Bronnen van gedeeltelijk gehydrogeneerde oliën
De belangrijkste bronnen van gedeeltelijk gehydrogeneerde oliën en de transvetten die ermee zijn gekoppeld, zijn onder meer:
- Bewerkte voedingsmiddelen
- Bevroren voedsel
- Gefrituurd voedsel
- Fast Food
- Cake en brownie mixen
- Koffiemelk
- Verkorting
- Salade dressing
- Bakkerijartikelen (brownies, taarten, cakes, muffins, koekjes)
- cornflakes
Andere bronnen van transvetten
De meeste transvetzuren in de voeding zijn door de mens gemaakt en zijn afkomstig van de gedeeltelijke hydrogenering van verschillende plantaardige oliën, waaronder koolzaadolie, sojaolie, palmolie en katoenzaadolie. Volgens een beoordeling die in oktober 2017 in het Bulletin van de Wereldgezondheidsorganisatie is gepubliceerd, bevatten sommige vlees- en zuivelproducten echter ook van nature enkele kleine hoeveelheden transvetten.

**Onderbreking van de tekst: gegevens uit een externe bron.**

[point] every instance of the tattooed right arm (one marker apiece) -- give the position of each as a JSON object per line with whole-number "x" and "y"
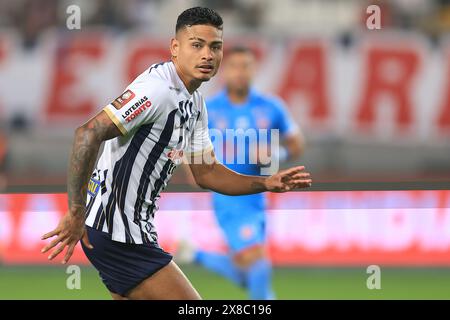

De American Heart Association merkt op dat deze natuurlijke transvetten een andere chemische structuur hebben dan de kunstmatige die tijdens de hydrogenering worden geproduceerd en dat er onvoldoende bewijs is om aan te tonen of ze dezelfde negatieve gezondheidseffecten veroorzaken. De concentratie transvetten is ook aanzienlijk lager.
Volgens een rapport gepubliceerd in Nutrients in augustus 2017, bevatten natuurlijke transvetten, zoals die in vlees, over het algemeen tot 6 procent van het vetgehalte van een voedingsmiddel, terwijl kunstmatige transvetten, zoals die gevonden in gedeeltelijk gehydrogeneerde oliën, ongeveer 60 procent uitmaken procent van het vetgehalte van een levensmiddel.